E a queda foi repetida muitas vezes, e em todas as vezes Valentina achava muito engraçado cair. 
– Ah, vamos lá. Você consegue! - Bruno encorajou-a esperando do outro lado do colchão. 
Ela tentou de novo. E de novo. Os braços abertos de Bruno eram um estímulo, e talvez por isso Valentina não desistisse. 
Demorou um tempo, mas não muito: Quando ela finalmente ficou de pé e deu mais passos do que já havia conseguido, se concentrando na tarefa de caminhar em linha reta - ou quase -, Bruno e eu torcemos em voz alta como pais corujas que éramos, e isso deve tê-la animado. Mas fizemos a festa mesmo quando ela alcançou os braços do pai e se jogou de qualquer jeito, como se fossem sua recompensa por um trabalho árduo tão bem feito.

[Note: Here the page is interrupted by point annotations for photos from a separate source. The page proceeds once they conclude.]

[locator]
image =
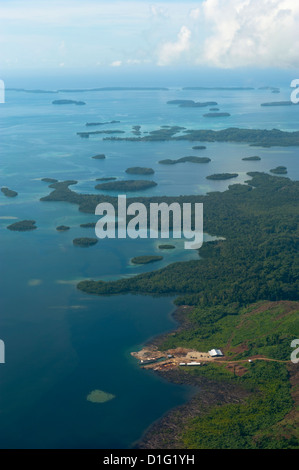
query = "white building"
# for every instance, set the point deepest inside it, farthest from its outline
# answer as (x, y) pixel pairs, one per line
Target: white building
(215, 353)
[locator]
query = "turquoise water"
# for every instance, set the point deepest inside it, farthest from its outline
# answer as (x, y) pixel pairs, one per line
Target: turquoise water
(60, 343)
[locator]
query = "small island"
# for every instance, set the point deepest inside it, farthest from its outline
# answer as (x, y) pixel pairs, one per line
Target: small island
(60, 102)
(216, 115)
(251, 159)
(49, 180)
(192, 104)
(8, 192)
(85, 242)
(168, 161)
(23, 226)
(138, 170)
(279, 170)
(88, 225)
(101, 156)
(222, 176)
(146, 259)
(112, 178)
(62, 228)
(91, 124)
(127, 185)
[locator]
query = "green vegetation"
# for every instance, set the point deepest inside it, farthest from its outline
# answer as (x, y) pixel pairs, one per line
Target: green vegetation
(85, 242)
(279, 170)
(279, 103)
(106, 179)
(138, 170)
(216, 115)
(127, 185)
(254, 137)
(8, 192)
(166, 247)
(62, 228)
(168, 161)
(222, 176)
(192, 104)
(251, 159)
(88, 225)
(49, 180)
(23, 226)
(99, 396)
(60, 102)
(146, 259)
(100, 156)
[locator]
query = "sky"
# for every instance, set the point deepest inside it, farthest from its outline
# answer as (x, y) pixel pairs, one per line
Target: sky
(70, 34)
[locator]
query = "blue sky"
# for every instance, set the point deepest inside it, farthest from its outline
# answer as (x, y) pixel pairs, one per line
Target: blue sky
(70, 34)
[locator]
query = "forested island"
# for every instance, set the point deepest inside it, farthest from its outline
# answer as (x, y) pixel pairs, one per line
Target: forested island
(279, 170)
(8, 192)
(146, 259)
(192, 104)
(62, 228)
(138, 170)
(222, 176)
(85, 242)
(251, 159)
(191, 159)
(23, 226)
(100, 156)
(61, 102)
(216, 115)
(254, 137)
(127, 185)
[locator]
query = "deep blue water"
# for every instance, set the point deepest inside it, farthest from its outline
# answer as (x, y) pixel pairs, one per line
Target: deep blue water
(60, 343)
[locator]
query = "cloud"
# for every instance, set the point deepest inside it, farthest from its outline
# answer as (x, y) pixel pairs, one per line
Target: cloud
(261, 33)
(171, 52)
(116, 63)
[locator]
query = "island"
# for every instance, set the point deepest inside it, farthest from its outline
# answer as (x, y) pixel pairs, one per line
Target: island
(138, 170)
(222, 176)
(280, 103)
(199, 147)
(279, 170)
(91, 124)
(23, 226)
(192, 104)
(216, 115)
(8, 192)
(100, 156)
(85, 242)
(112, 178)
(126, 185)
(251, 159)
(254, 137)
(146, 259)
(168, 161)
(61, 102)
(62, 228)
(49, 180)
(88, 225)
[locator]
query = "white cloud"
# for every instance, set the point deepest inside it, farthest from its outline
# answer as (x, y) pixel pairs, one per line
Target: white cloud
(251, 33)
(116, 63)
(171, 52)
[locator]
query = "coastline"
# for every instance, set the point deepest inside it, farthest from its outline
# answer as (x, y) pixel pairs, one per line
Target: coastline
(165, 432)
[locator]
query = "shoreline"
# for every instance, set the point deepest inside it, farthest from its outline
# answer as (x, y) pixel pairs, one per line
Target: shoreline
(164, 432)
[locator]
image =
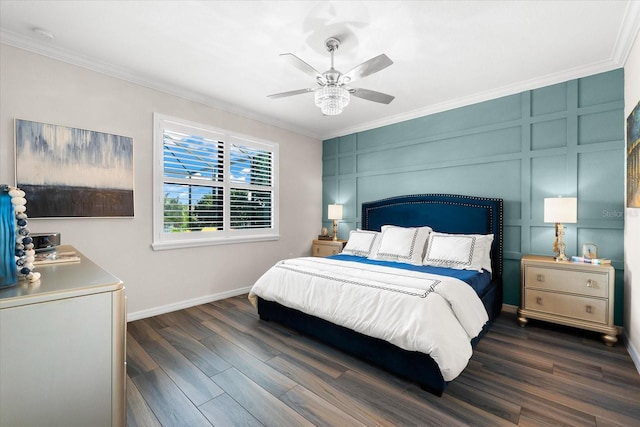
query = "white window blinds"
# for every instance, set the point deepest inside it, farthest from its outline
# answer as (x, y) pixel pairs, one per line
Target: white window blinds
(215, 187)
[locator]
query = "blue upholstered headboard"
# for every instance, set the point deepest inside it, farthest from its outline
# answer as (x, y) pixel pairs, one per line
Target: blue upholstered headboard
(446, 213)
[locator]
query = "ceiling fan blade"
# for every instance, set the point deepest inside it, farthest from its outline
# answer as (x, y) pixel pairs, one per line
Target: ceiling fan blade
(372, 95)
(290, 93)
(369, 67)
(301, 65)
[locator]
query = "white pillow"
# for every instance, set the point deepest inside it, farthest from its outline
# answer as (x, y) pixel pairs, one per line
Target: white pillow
(459, 251)
(361, 243)
(402, 244)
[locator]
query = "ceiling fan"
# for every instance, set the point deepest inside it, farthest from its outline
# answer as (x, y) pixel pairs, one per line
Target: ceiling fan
(332, 93)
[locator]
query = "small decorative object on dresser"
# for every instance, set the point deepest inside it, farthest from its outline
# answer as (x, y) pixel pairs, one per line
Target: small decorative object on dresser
(568, 293)
(324, 248)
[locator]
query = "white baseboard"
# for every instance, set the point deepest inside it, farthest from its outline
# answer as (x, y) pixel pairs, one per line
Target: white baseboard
(185, 304)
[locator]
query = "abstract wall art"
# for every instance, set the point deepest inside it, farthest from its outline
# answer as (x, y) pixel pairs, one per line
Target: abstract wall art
(70, 172)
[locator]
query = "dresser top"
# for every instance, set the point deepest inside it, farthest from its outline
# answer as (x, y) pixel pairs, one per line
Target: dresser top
(541, 259)
(59, 281)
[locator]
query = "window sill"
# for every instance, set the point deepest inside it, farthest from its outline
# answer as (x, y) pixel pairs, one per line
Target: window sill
(195, 243)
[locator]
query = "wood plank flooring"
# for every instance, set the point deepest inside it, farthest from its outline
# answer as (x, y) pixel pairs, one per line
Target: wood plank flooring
(218, 364)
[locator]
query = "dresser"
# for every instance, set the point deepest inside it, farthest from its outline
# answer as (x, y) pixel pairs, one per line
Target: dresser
(62, 348)
(573, 294)
(324, 248)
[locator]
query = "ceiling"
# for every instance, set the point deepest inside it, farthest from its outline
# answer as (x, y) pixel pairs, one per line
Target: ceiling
(225, 54)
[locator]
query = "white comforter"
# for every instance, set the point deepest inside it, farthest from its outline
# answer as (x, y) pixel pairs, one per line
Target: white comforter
(416, 311)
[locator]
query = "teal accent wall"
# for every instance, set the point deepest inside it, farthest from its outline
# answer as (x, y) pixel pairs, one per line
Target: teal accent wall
(566, 139)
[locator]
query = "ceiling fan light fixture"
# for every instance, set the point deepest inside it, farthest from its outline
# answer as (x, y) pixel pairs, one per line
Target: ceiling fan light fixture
(332, 99)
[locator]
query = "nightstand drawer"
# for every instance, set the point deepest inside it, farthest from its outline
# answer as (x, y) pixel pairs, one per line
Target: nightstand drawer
(579, 282)
(575, 307)
(324, 248)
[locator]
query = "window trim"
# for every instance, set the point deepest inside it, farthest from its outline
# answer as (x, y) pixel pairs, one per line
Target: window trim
(162, 240)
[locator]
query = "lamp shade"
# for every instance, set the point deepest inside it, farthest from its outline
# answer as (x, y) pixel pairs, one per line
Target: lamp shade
(561, 209)
(334, 212)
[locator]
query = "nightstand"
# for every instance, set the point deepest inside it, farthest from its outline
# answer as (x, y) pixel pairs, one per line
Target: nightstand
(323, 248)
(568, 293)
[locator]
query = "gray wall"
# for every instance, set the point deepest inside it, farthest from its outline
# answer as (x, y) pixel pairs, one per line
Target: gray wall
(566, 139)
(34, 87)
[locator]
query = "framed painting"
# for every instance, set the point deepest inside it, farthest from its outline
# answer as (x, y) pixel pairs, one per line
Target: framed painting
(633, 158)
(69, 172)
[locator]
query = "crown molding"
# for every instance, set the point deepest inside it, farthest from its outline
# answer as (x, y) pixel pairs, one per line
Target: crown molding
(55, 52)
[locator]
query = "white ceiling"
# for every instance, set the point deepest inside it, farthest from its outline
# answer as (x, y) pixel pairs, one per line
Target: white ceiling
(226, 53)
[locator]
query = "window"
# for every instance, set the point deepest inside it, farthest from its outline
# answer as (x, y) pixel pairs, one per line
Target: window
(211, 186)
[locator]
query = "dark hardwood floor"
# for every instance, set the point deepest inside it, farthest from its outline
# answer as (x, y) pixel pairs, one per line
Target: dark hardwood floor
(218, 364)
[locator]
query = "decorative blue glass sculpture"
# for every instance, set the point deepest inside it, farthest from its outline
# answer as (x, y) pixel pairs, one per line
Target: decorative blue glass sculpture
(8, 269)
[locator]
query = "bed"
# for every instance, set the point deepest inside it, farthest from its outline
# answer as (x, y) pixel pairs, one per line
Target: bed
(449, 218)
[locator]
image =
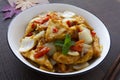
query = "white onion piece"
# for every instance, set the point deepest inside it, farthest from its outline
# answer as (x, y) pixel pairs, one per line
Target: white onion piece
(73, 53)
(39, 35)
(80, 66)
(68, 14)
(52, 48)
(26, 44)
(85, 49)
(85, 35)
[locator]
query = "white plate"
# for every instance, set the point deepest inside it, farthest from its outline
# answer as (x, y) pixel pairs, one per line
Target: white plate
(19, 23)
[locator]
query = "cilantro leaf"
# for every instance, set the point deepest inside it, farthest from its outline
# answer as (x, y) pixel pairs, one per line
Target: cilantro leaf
(59, 43)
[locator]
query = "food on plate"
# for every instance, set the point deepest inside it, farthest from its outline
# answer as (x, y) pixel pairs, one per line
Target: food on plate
(60, 42)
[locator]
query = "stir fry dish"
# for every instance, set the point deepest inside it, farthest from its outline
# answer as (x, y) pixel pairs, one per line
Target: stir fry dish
(60, 42)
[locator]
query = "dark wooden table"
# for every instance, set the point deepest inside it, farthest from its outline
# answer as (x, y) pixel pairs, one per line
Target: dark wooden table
(107, 10)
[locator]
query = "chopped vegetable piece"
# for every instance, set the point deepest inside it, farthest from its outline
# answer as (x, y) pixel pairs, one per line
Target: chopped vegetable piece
(93, 33)
(78, 46)
(59, 43)
(68, 23)
(67, 44)
(27, 43)
(55, 30)
(42, 21)
(29, 34)
(41, 52)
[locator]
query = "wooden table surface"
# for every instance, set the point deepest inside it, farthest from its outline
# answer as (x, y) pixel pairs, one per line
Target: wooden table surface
(106, 10)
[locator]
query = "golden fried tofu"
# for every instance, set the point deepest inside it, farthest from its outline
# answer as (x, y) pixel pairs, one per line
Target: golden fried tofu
(42, 61)
(55, 30)
(67, 59)
(96, 47)
(86, 57)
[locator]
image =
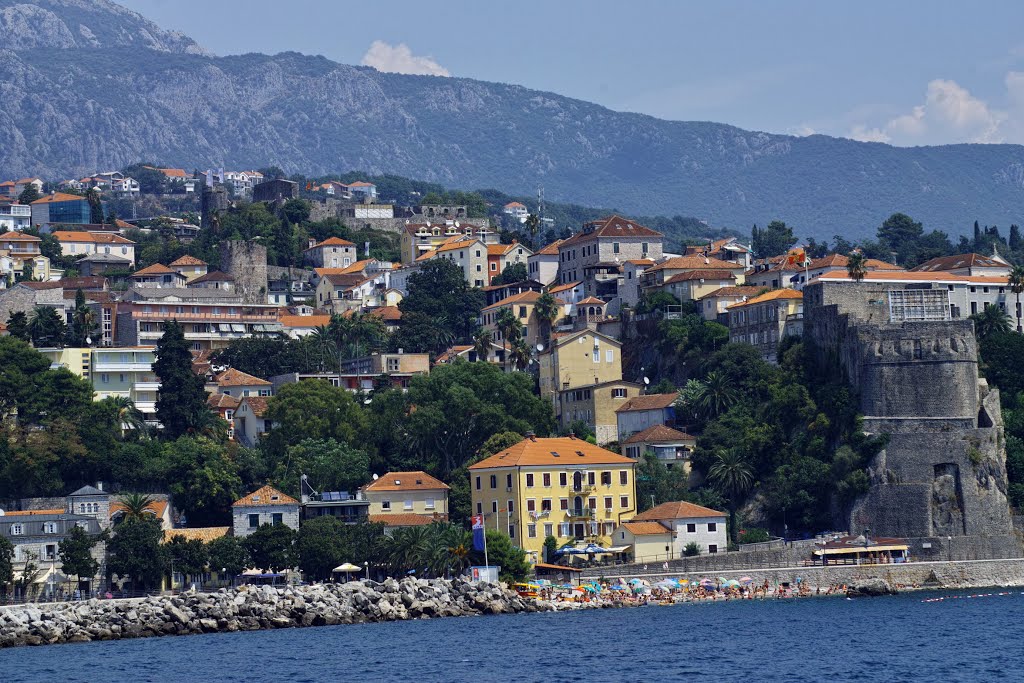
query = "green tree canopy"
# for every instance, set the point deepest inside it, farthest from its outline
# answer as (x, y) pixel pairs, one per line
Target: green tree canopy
(182, 395)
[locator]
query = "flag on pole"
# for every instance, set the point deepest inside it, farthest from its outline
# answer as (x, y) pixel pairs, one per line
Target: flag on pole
(478, 539)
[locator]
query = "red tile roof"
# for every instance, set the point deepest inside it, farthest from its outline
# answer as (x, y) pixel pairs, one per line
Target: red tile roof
(659, 434)
(560, 451)
(416, 480)
(677, 510)
(651, 401)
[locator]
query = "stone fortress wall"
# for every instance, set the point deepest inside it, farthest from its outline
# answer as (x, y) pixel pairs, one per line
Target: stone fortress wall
(941, 480)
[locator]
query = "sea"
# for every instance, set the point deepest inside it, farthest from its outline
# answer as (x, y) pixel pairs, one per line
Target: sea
(921, 636)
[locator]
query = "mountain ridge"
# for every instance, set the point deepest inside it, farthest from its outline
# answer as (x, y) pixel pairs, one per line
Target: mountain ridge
(177, 104)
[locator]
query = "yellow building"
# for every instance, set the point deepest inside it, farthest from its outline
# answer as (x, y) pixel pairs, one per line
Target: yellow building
(407, 494)
(562, 487)
(578, 359)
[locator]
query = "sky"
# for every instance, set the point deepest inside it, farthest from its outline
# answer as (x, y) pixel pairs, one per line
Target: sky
(906, 73)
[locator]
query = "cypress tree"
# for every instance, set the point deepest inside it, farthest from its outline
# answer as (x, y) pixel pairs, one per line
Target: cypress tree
(182, 395)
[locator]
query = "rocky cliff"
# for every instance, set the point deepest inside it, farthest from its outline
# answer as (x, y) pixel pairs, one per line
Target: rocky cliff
(121, 90)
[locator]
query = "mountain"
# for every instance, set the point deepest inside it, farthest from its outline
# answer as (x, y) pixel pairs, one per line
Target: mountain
(119, 90)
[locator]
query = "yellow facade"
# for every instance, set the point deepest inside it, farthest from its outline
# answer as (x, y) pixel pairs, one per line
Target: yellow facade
(579, 359)
(544, 486)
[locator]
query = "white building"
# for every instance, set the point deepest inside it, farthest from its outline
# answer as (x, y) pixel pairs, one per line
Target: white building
(263, 506)
(690, 523)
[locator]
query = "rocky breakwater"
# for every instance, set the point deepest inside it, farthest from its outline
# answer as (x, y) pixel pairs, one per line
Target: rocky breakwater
(251, 608)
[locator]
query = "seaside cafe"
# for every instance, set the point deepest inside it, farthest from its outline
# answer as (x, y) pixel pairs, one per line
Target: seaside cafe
(862, 550)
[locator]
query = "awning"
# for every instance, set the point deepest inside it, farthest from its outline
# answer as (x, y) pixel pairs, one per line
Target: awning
(859, 549)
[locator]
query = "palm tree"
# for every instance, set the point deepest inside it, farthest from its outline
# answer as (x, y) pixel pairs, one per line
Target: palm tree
(730, 473)
(547, 312)
(129, 417)
(718, 394)
(482, 340)
(1016, 283)
(991, 321)
(532, 224)
(136, 506)
(520, 353)
(510, 328)
(856, 266)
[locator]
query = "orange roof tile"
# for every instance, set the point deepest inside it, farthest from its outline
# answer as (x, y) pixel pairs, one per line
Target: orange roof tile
(304, 321)
(558, 451)
(58, 197)
(774, 295)
(155, 269)
(677, 510)
(22, 513)
(264, 496)
(651, 401)
(188, 260)
(92, 238)
(416, 480)
(333, 242)
(645, 528)
(659, 433)
(256, 403)
(694, 263)
(204, 534)
(232, 377)
(402, 519)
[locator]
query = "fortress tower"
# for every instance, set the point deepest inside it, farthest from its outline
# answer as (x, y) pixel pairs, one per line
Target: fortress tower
(941, 480)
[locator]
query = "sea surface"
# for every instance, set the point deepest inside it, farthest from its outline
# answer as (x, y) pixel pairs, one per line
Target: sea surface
(910, 637)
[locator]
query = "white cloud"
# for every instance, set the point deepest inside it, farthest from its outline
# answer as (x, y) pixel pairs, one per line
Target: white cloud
(950, 114)
(399, 59)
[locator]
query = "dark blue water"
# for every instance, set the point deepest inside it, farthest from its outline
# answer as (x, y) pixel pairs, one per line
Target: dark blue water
(829, 639)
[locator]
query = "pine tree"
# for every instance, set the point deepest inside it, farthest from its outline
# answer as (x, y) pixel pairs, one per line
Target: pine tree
(181, 393)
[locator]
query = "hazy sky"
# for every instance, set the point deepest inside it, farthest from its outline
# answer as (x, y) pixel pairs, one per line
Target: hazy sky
(907, 73)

– Minha atleta linda! - Ele soltou todo feliz, abraçando-a e beijando-a com tanta força que era difícil acreditar que ela estivesse respirando direito. 
O tempo foi passando, nossa filha foi crescendo e ficando cada vez mais linda e sorridente. Ela era sociável, feliz e cada vez mais idêntica a Bruno. 
A vida, definitivamente, não poderia ficar melhor.